If we measure social reality according to declared political objectives, it is then not too harsh a judgment to describe both the “left-wing” protagonists of the forthcoming “battle of the two camps” as European flops.  With the participation of the then SPD-Green chancellor Gerhard Schröder, the European Council resolved in Lisbon in December 2000 to make the EU “the most competitive and dynamic knowledge-based economy in the world, capable of sustainable economic growth with more and better jobs and greater social cohesion.”  That was the noble intention.  But what does the reality look like?

When young Europeans — who are becoming unemployed en masse — read this today, they are fully justified in being dubious about the powers of judgment of these statesmen.  When will the politicians of the German Unity Party grasp that an economic system that has profit and wealth maximization for a minority as its goal inevitably produces conditions such as we now observe in Europe?

Against this background it is a bad joke that the CDU/CSU, SPD, FDP, and Greens intend to put social justice at the heart of their “battle of the two camps.”

Because it is inherent in the system, it is also logical that both “camps” have chosen so-called “wars for human rights” as the central instruments of their foreign policies.  In inimitable fashion Prince Harry captured the quintessence of the new era of German foreign policy on the front page of the Bild newspaper with his comment: “Take a life to save a life.  That’s what we revolve around, I suppose.”  It is telling in this regard that politicians from the SPD and Greens strongly criticized Merkel and Westerwelle for not letting Germany participate in NATO’s war on Libya.

Die Linke — and this is understood by the vast majority of its followers and members — has a right to exist and can compete successfully in the elections only if it does not become another wing of the Unity Party.  Die Linke’s unique selling point is its advocacy of an economic system in which everyone receives the full proceeds of their labor.  Such an economic system leads to democratic enterprises run by workers and not authoritarian economic structures with temporary work, contract work, low wages, and mini-jobs.  It leads to a peaceful foreign policy, which secures raw materials through negotiations and not with wars for human rights.

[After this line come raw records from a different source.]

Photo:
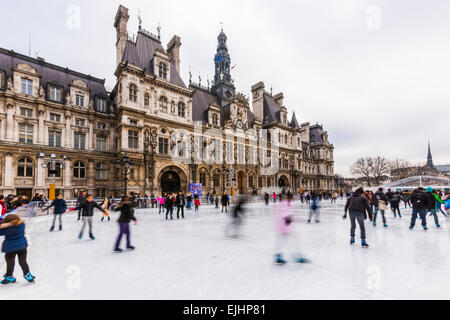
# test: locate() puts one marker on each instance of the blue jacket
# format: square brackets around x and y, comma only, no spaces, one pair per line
[14,238]
[60,206]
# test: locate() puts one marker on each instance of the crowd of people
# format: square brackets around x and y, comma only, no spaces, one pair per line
[360,206]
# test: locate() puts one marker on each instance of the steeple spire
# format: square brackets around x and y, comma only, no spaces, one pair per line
[223,84]
[430,157]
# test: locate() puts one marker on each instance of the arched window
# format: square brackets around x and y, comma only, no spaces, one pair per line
[133,93]
[163,104]
[25,167]
[181,110]
[101,172]
[79,170]
[162,70]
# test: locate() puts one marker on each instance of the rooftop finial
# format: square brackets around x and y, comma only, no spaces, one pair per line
[140,19]
[159,31]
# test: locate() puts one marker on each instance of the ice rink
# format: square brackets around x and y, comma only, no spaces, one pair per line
[192,259]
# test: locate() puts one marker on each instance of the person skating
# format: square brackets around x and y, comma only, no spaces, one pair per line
[395,204]
[237,214]
[284,220]
[225,201]
[433,202]
[180,204]
[60,207]
[380,201]
[358,205]
[314,208]
[106,206]
[15,244]
[80,200]
[126,208]
[169,203]
[420,203]
[87,214]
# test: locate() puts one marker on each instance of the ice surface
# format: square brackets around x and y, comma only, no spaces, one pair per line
[192,259]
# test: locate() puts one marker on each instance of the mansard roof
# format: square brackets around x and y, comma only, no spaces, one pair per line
[294,123]
[141,54]
[271,110]
[50,73]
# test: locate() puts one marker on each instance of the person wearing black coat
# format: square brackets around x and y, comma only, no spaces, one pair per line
[126,208]
[420,203]
[170,202]
[180,205]
[87,212]
[60,207]
[358,205]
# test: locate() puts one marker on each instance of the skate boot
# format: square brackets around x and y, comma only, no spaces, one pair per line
[302,260]
[279,259]
[29,277]
[8,280]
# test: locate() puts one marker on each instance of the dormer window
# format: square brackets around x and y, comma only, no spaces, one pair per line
[163,70]
[163,104]
[79,99]
[55,94]
[27,86]
[133,93]
[2,80]
[100,105]
[181,110]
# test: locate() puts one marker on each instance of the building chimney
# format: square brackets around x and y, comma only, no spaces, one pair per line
[279,99]
[173,49]
[120,23]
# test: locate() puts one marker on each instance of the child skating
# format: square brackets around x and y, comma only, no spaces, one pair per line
[15,244]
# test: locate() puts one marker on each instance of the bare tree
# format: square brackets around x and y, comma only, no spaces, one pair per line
[379,168]
[400,169]
[362,169]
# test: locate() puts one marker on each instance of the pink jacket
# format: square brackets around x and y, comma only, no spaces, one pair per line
[281,213]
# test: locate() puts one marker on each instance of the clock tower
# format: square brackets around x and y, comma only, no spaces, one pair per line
[223,83]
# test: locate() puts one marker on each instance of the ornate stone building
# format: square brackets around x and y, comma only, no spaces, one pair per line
[175,134]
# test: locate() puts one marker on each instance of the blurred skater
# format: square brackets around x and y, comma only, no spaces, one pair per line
[237,214]
[285,240]
[358,205]
[314,208]
[60,207]
[126,208]
[15,244]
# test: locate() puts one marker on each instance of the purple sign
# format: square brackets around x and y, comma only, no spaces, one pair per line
[195,188]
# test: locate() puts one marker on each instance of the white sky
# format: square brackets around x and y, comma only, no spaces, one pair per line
[376,91]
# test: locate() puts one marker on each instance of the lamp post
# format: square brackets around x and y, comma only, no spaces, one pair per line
[126,166]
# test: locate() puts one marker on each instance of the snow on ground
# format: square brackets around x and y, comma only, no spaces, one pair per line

Against this background it is clear why the SPD and the Greens have for years now rebuffed Die Linke’s offers of cooperation.  The politicians of the German Unity Party stick together.  They reject structural reforms that would alter the ever more unequal distribution of wealth and opportunities in Germany.  The electoral programs of the SPD and the Greens, in which the proposals of Die Linke have been adopted in whole or in watered-down form, serve only as a disguise.  Voters are not to know that behind the proclamations there is no actual intent to implement them.  Yet as Franz Müntefering, the onetime great master of social democratic campaigns, said: It’s unfair to judge political parties after the election according to their campaign promises.

The fabricated battle of the two camps is a farce.  Voters will have a déjà vu experience.  After the election things will be the same in Germany as before the election, regardless which politicians or fractions of the German Unity Party form the government.  Astonishingly, representatives of German business are quietly indicating a preference for an SPD-Green coalition government.  The former head of the Federation of German Industry (BDI), Hans-Peter Keitel, recently said, “When a country needs to make political-economic reforms, it is better if the government does not have a political color that makes it suspect of favoring business.”


Oskar Lafontaine is a former co-chair of the Left Party.  The original article “Lagerwahlkampf” was published by junge Welt on 21 March 2013.  Translation by Sam Putinja.